Menurut Badan Litbang Kemendagri, biaya politik menjadi wali kota/bupati mencapai Rp 20 miliar - Rp 30 miliar. Untuk level Gubernur berkisar Rp 20 miliar - Rp100 miliar.
Kemudian, seorang calon anggota DPR RI membutuhkan Rp 1 miliar - Rp 2 miliar, calon anggota DPRD Provinsi sekitar Rp 500 juta - Rp 1 miliar, dan calon anggota DPRD Kab/Kota sekitar Rp 250juta - Rp300 juta.
Biaya yang dikeluarkan calon tidak murni dari kantong pribadinya melainkan sokongan dari sponsor.
Sudah menjadi rahasia umum bahwa ada donor di belakang semua parpol atau kandidat. Ada yang terdeteksi dan ada yang tidak sama sekali.
Kerawanan adanya kesepakatan yang menyimpang maupun tindak pidana dari hubungan pendonor dan kandidat/parpol sangat tinggi.
Dampaknya masih akan terasa pascakandidat terpilih karena ada politik balas budi. Contoh praktiknya pelepasan izin, pengelolaan proyek pengadaan pemerintah atau sumber daya alam dikooptasi kepada orang/korporasi pemodal.
Akibatnya, acapkali perizinan tidak sesuai peruntukan atau melanggar hukum, pengadaan pemerintah atau tata kelola sumber daya alam menjadi tidak sehat dan tidak maksimal berdampak pada pemasukan negara dan kesejahteraan masyarakat.
Pola ini menjadi lingkaran setan yang melahirkan mafia dalam berbagai sektor. Garis tanggungjawab pejabat kepada rakyat makin absurd karena keberpihakan utama pejabat bukan kepada rakyat.
Situasi seperti ini perlu kiranya penanganan serius.

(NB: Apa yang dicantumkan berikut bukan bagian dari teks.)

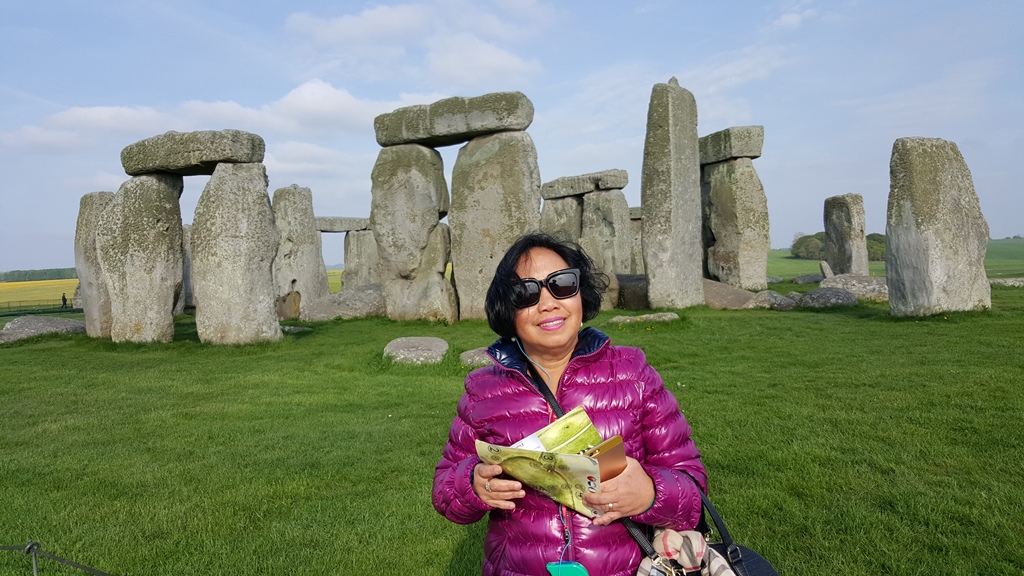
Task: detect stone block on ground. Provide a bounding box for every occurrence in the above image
[384,336,449,364]
[121,130,266,176]
[700,126,765,166]
[374,92,534,147]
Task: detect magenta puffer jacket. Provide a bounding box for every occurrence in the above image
[433,328,707,576]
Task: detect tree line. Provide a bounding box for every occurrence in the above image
[0,268,78,282]
[790,232,886,261]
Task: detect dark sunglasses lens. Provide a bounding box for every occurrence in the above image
[548,272,580,298]
[512,280,541,308]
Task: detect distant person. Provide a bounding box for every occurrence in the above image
[433,230,707,576]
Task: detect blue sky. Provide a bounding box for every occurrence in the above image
[0,0,1024,271]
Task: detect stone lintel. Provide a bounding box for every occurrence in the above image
[121,130,266,176]
[699,126,765,166]
[374,92,534,147]
[541,170,630,200]
[316,216,370,232]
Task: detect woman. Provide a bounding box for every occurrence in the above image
[433,234,707,576]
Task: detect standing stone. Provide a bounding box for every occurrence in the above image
[370,145,459,324]
[96,173,184,342]
[640,78,703,307]
[580,190,633,310]
[886,138,991,316]
[449,132,541,319]
[341,230,381,290]
[74,192,114,338]
[191,163,281,344]
[541,196,583,244]
[701,158,771,290]
[272,184,331,321]
[630,206,647,274]
[822,194,869,276]
[174,224,196,316]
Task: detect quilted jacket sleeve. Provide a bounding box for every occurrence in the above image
[633,353,708,530]
[432,379,490,524]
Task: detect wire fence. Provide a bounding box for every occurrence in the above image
[0,298,77,316]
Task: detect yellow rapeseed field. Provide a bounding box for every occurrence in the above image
[0,278,78,305]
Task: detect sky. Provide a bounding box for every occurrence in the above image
[0,0,1024,272]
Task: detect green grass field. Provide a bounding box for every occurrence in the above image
[0,287,1024,576]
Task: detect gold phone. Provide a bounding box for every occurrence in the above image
[586,435,626,482]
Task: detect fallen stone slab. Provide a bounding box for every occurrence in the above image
[459,346,494,368]
[541,170,630,200]
[384,336,449,364]
[0,316,85,342]
[121,130,266,176]
[800,288,857,308]
[703,278,754,310]
[698,126,765,166]
[605,312,679,324]
[316,216,370,233]
[374,92,534,147]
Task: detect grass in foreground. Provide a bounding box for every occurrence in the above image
[0,287,1024,576]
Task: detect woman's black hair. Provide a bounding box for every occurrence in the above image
[483,233,608,338]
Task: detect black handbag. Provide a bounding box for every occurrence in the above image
[529,362,778,576]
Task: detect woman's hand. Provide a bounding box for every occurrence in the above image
[583,457,654,526]
[473,462,526,510]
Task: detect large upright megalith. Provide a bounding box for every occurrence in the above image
[191,163,281,344]
[271,184,331,321]
[822,194,870,276]
[370,143,459,324]
[640,78,703,307]
[449,131,541,319]
[75,192,114,338]
[96,173,184,342]
[886,138,991,316]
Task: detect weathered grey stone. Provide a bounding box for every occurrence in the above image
[886,138,992,316]
[459,346,495,368]
[818,260,836,280]
[541,196,583,244]
[374,92,534,147]
[96,174,184,342]
[74,192,114,338]
[640,78,703,307]
[703,278,754,310]
[541,170,630,200]
[615,274,650,310]
[271,184,331,320]
[700,126,765,166]
[742,290,799,312]
[191,163,281,344]
[370,145,459,324]
[700,158,771,290]
[822,194,868,276]
[818,274,889,302]
[605,312,679,324]
[341,230,383,289]
[174,224,196,316]
[793,274,825,284]
[384,336,449,364]
[0,313,86,343]
[800,286,857,308]
[121,130,266,176]
[580,190,633,310]
[316,216,370,233]
[449,132,541,319]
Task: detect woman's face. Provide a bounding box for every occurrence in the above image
[515,248,583,357]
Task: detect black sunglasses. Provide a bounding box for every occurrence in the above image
[512,268,580,308]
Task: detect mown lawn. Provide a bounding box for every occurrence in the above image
[0,287,1024,575]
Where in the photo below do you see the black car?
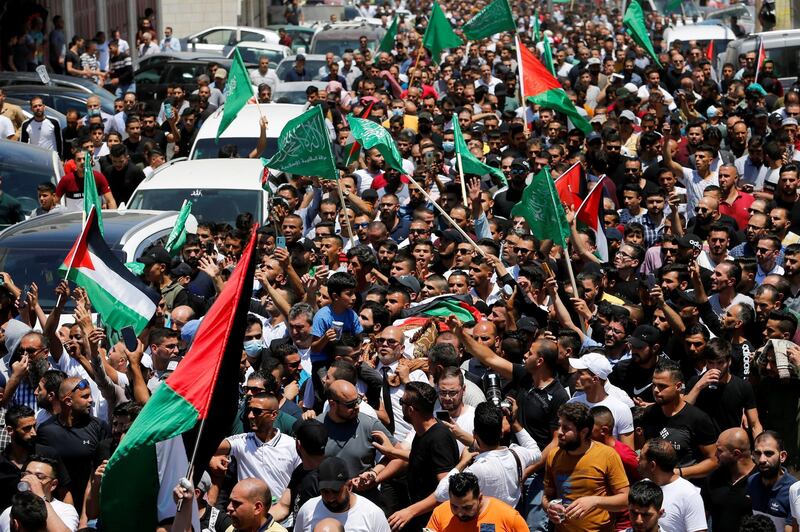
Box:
[0,140,64,219]
[133,59,233,111]
[0,85,114,116]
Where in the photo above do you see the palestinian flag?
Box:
[100,222,257,532]
[516,37,593,135]
[401,294,483,325]
[575,176,608,262]
[59,207,161,334]
[755,37,767,83]
[555,163,584,209]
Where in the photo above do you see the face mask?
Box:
[244,340,264,358]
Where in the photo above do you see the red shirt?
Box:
[719,191,755,230]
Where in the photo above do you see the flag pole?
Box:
[336,179,356,248]
[406,174,486,257]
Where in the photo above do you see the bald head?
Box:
[233,478,272,507]
[719,427,750,455]
[314,517,344,532]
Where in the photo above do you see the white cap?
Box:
[569,353,613,380]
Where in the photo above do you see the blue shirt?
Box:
[311,305,364,362]
[747,468,797,525]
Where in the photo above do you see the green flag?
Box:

Harapan atas RUU yang dapat digunakan sebagai instrumen pencegahan dan pemberantasan kejahatan sepatutnya disambut baik legislatif demi kepentingan nusa dan bangsa.
Pembatasan transaksi uang kartal (tunai) bukan berarti membatasi sepenuhinya semua transaksi karena hanya pada jumlah transaksi tertentu. Sisa transaksinya dapat dilakukan melalui transfer perbankan.
Urgensi pengesahan RUU PTUK perlu dilihat dalam kepentingan yang lebih luas. Urgensi UU PTUK karena banyak manfaatnya.
Dari aspek politik, UU PTUK kelak memungkinkan kontrol yang jelas dan terukur terhadap peredaran uang dalam ranah politik.
Pendanaan partai atau kandidat lebih transparan dan akuntabel. Tujuannya, transaksi dalam politik lebih bersih.
Aktor-aktor politik lebih berorientasi pada inovasi dan kreativitas untuk mendulang suara, daripada menggunakan uang untuk membeli suara.